Charlotte moved away from the door frame and came a step closer. “What’s that under your arm?” she repeated, threateningly this time. It sounded even worse because she was whispering. And she looked so … well, dangerous that I didn’t dare to pass her.
“Uh-oh,” said Xemerius. “Someone has a bad attack of PMS. I wouldn’t want to tangle with her today.”
I had no intention of doing any such thing. “You mean my bathrobe?”
“Show me what’s inside it!” she demanded.
I stepped back. “You are crazy! Why on earth do you want me to show you my bathrobe in the middle of the night? Now let me by, please. I want to go to bed.”
“And I want to see what you’re carrying,” hissed Charlotte. “Do you really think I’m as naive as you? Do you think I didn’t notice those conspiratorial looks and all that whispering? If you want to keep something secret from me, you’ll have to be more subtle about it. What about the little chest that your brother and Mr. Bernard took up to you? Was what you’re carrying under your arm inside it?”

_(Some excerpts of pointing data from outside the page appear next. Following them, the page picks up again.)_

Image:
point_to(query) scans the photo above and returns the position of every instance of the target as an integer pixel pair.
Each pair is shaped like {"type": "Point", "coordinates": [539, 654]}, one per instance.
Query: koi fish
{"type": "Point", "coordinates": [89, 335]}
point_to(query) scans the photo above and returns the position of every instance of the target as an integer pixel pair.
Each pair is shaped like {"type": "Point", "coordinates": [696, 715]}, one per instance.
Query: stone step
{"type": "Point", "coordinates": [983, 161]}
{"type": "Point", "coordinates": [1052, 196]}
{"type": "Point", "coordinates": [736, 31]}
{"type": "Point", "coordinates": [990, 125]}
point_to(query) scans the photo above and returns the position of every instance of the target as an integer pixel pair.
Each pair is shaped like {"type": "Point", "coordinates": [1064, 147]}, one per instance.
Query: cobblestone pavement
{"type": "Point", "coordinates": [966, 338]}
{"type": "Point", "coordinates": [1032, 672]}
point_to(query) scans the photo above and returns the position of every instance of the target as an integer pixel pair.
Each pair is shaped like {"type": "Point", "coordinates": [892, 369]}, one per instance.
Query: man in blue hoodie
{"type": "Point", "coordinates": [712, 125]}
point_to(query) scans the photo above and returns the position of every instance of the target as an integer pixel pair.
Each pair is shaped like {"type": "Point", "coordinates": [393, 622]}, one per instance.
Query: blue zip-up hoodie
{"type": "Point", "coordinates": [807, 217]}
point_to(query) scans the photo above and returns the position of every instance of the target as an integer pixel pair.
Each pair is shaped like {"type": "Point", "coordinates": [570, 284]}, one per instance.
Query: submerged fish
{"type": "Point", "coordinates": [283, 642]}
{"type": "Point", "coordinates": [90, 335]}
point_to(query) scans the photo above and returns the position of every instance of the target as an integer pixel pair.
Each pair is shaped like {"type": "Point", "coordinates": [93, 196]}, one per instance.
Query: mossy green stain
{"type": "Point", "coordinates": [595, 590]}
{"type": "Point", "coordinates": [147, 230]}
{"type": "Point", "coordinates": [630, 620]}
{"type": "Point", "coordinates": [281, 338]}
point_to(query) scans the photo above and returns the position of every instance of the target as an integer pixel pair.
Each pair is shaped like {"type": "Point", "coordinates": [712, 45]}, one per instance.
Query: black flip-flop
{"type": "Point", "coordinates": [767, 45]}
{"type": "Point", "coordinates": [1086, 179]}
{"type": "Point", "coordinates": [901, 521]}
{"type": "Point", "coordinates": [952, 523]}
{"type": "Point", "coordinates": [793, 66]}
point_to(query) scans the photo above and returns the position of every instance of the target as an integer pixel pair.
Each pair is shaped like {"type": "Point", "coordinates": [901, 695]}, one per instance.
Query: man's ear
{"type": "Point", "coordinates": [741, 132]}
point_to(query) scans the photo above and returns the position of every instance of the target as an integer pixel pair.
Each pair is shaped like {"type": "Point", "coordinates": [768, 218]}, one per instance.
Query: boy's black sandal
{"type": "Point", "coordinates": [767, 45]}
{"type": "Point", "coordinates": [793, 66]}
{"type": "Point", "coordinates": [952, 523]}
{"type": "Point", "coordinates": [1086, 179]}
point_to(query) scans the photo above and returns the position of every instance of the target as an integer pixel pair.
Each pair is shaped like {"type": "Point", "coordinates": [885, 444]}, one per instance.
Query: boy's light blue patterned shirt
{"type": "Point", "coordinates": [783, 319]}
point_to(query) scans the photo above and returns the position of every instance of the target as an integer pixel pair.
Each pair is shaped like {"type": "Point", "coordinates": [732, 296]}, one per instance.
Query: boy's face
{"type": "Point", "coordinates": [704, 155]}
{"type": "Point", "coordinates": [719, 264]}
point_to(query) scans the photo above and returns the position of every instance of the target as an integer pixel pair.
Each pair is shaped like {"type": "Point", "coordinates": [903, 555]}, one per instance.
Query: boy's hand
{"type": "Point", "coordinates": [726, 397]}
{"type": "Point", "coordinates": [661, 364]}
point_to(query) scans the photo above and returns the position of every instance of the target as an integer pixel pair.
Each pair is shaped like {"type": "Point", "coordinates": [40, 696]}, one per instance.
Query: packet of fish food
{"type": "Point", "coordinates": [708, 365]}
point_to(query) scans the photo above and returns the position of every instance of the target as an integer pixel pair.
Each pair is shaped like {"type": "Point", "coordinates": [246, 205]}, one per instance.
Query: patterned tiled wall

“She’s not stupid,” said Xemerius, scratching his nose with one wing.
At any other time of day, and if I’d been less sleepy, I’m sure I’d have thought up some story on the spur of the moment, but right now, my nerves just weren’t up to it. “None of your business!” I snapped.
“Oh, yes, it is,” snapped Charlotte back. “I may not be the Ruby and a member of the Circle of Twelve, but unlike you, at least I think like one! I couldn’t hear everything you lot were saying up in your room, the doors in this house are too thick, but what I did hear was quite enough!” She took another step toward me and pointed to my bathrobe. “So show me that this minute, if you don’t want me to take it.”
“You were eavesdropping on us?” I suddenly felt sick to my stomach. How much had she found out? Did she know that that was the chronograph? And it seemed to have doubled its weight within the last minute. I gripped it firmly in both hands for safety’s sake, dropping Nick’s flashlight on the floor with a clatter. By now I wasn’t so sure that I wanted Aunt Glenda to go on sleeping.
“Did you know that Gideon and I were trained in Krav Maga?” Charlotte took another step closer to me, and I automatically took one back.
“No, but did you know that at this moment you look like that crazy rodent in Ice Age?”
“Maybe we’re in luck and Krav Maga is just some kind of harmless smut,” said Xemerius. “Like Kama Sutra. Ha, ha, ha!” He giggled. “’Scuse me, I always think up my best jokes in desperate situations.”